I was trying to prove that every non-degenerate $2$-form cant be exact in an even dimensional smooth connected compact oriented manifold. I tried the following: Given a $2$-form $\omega$ that is exact, then it can be written as: $\omega = d \alpha$. Then:
$$ d( \alpha \wedge (d \alpha )^{n-1} ) = d \alpha \wedge (d \alpha)^{n-1} - \alpha \wedge d(( d \alpha)^{n-1})$$
this eventually leads us to $\omega^n$ but Im having a few doubts regarding these terms. In a rubish way:
$$ d \alpha \wedge (d \alpha)^{n-1}= d \alpha \wedge \frac{(d \alpha)^{n}}{d \alpha} = (d \alpha)^n = \omega^n$$
and for the second term I know that $d(d\alpha)=0$ but when trying a specific example (in $\mathbb{R}^3$):
$$ \alpha = xyz dx \longrightarrow d \alpha =\sum_{\mu=1}^3 \partial_{\mu}(xy)dx^{\mu} \wedge dx=xz dy \wedge dx + xy dz \wedge dx$$
$$ (d \alpha )^{3-1}= (xz dy \wedge dx + xy dz \wedge dx )^{3-1} \longrightarrow d ((d \alpha )^{3-1}) = ? $$
the elaboration in these calculations is confusing me. Also, does this only work for linear forms (linear in the dependence of $x$,$y$,$z$)? Any other proof would also be welcome.

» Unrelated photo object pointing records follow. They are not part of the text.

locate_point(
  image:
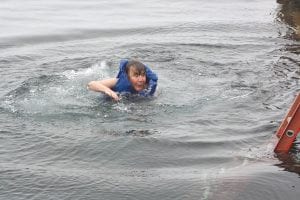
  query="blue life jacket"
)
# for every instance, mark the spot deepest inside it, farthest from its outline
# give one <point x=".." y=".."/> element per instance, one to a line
<point x="123" y="85"/>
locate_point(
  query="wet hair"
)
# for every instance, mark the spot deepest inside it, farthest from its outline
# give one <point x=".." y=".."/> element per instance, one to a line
<point x="138" y="66"/>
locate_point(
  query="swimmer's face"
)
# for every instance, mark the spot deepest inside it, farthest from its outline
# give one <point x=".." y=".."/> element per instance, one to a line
<point x="137" y="78"/>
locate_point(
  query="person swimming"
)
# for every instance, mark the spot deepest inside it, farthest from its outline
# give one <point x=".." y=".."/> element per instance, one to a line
<point x="134" y="78"/>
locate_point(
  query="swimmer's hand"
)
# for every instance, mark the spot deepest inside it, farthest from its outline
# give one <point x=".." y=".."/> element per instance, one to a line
<point x="112" y="94"/>
<point x="105" y="86"/>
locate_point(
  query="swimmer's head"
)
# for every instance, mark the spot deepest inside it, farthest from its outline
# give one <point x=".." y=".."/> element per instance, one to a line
<point x="136" y="72"/>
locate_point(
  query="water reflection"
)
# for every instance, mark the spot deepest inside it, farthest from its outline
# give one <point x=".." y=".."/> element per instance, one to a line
<point x="289" y="13"/>
<point x="287" y="71"/>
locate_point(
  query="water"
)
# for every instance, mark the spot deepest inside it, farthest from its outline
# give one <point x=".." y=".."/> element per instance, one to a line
<point x="228" y="72"/>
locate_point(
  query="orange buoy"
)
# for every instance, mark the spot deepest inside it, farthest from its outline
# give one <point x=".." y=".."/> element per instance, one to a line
<point x="289" y="128"/>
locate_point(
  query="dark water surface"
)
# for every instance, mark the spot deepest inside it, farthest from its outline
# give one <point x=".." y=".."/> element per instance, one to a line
<point x="228" y="72"/>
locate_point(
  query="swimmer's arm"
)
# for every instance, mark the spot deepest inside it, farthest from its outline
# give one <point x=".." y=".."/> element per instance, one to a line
<point x="104" y="86"/>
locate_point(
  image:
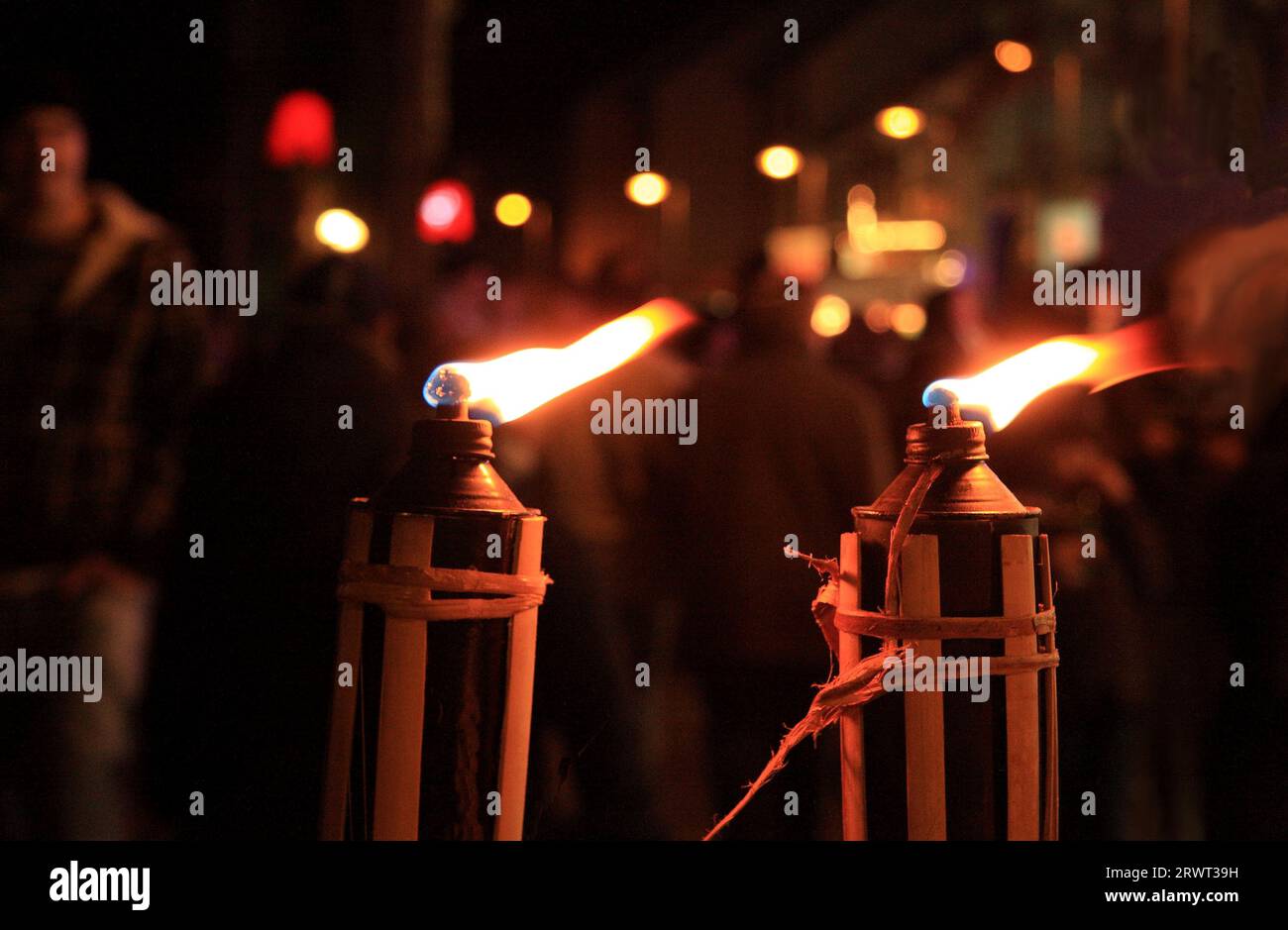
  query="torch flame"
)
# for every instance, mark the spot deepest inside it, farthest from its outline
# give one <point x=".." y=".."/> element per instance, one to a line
<point x="1010" y="385"/>
<point x="520" y="381"/>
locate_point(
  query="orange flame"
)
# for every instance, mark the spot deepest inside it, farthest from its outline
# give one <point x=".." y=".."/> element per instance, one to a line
<point x="1010" y="385"/>
<point x="520" y="381"/>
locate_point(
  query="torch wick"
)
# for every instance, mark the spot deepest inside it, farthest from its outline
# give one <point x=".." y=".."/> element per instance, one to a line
<point x="452" y="411"/>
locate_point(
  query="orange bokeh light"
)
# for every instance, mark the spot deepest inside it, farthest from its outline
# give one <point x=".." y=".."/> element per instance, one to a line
<point x="1016" y="56"/>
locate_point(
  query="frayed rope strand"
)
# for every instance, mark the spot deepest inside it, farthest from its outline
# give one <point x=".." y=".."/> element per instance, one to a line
<point x="853" y="688"/>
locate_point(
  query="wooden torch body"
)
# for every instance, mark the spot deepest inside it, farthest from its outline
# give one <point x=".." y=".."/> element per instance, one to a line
<point x="973" y="581"/>
<point x="438" y="620"/>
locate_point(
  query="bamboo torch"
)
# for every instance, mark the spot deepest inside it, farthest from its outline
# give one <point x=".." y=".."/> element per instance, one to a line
<point x="438" y="594"/>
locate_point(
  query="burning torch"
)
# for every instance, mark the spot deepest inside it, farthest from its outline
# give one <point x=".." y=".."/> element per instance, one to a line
<point x="948" y="565"/>
<point x="439" y="589"/>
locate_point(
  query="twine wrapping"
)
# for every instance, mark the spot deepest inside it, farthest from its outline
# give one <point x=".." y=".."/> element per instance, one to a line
<point x="862" y="682"/>
<point x="407" y="591"/>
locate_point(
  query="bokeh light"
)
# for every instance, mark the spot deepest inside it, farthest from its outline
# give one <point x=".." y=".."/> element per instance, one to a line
<point x="342" y="231"/>
<point x="1016" y="56"/>
<point x="513" y="209"/>
<point x="648" y="188"/>
<point x="778" y="161"/>
<point x="901" y="123"/>
<point x="831" y="316"/>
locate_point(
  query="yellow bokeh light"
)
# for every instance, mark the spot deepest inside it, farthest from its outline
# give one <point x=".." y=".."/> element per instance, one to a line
<point x="909" y="320"/>
<point x="893" y="236"/>
<point x="342" y="231"/>
<point x="648" y="188"/>
<point x="513" y="209"/>
<point x="831" y="316"/>
<point x="901" y="123"/>
<point x="1016" y="56"/>
<point x="778" y="161"/>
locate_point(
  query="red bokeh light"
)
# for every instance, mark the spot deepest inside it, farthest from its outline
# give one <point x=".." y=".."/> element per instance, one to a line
<point x="446" y="213"/>
<point x="301" y="131"/>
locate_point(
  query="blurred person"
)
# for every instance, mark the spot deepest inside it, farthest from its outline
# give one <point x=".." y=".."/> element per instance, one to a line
<point x="244" y="665"/>
<point x="95" y="386"/>
<point x="786" y="446"/>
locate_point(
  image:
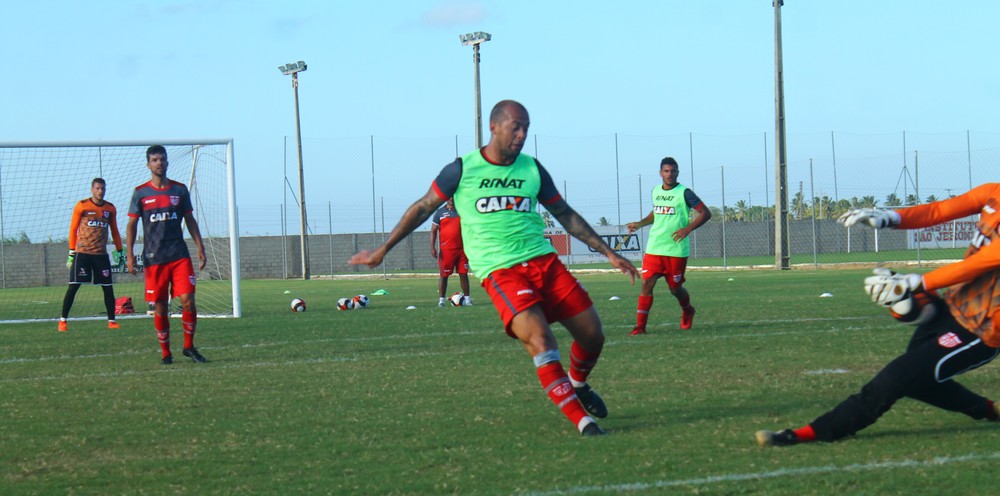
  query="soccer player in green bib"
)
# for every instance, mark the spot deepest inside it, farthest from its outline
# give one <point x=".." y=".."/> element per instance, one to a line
<point x="668" y="246"/>
<point x="496" y="190"/>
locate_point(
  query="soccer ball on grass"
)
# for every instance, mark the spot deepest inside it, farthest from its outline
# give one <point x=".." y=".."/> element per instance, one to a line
<point x="360" y="302"/>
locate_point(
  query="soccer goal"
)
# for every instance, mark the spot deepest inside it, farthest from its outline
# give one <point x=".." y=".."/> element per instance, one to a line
<point x="40" y="182"/>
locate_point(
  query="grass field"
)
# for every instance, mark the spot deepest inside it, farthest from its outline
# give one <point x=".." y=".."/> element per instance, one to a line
<point x="439" y="400"/>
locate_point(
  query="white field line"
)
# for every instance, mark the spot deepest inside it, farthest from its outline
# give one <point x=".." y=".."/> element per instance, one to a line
<point x="612" y="341"/>
<point x="785" y="472"/>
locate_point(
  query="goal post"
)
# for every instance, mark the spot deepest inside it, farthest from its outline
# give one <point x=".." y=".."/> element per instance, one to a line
<point x="40" y="182"/>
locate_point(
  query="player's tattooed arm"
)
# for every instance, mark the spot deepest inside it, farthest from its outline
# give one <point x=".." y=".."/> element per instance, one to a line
<point x="580" y="229"/>
<point x="415" y="215"/>
<point x="576" y="226"/>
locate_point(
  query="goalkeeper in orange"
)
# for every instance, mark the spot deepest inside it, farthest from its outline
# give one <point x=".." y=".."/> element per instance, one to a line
<point x="88" y="254"/>
<point x="962" y="333"/>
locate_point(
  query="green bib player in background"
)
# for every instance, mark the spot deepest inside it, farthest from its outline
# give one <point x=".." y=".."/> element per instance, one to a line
<point x="668" y="246"/>
<point x="496" y="192"/>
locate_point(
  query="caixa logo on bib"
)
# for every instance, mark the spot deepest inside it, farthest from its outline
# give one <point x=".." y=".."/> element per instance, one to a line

Very shortly, if $\omega = {\rm d}\eta$ for some $\eta \in \Omega^1(M)$ and $M^{2n}$ is compact, then $\omega^{\wedge n}$ is a volume form. So $$0 \neq \int_M \omega^{\wedge n} = \int_M {\rm d}\eta \wedge \omega^{\wedge (n-1)} = \int_M {\rm d}(\eta \wedge \omega^{\wedge(n-1)}) = \int_{\partial M} \eta \wedge \omega^{n-1} = \int_{\varnothing} \eta \wedge \omega^{\wedge(n-1)} = 0.$$Hence we have that if $(M^{2n},\omega)$ is a compact symplectic manifold, then $H^2_{\rm dR}(M) \neq 0$. A similar argument shows that $H^{2k}_{\rm dR}(M) \neq 0$ for $1 \leq k \leq n$.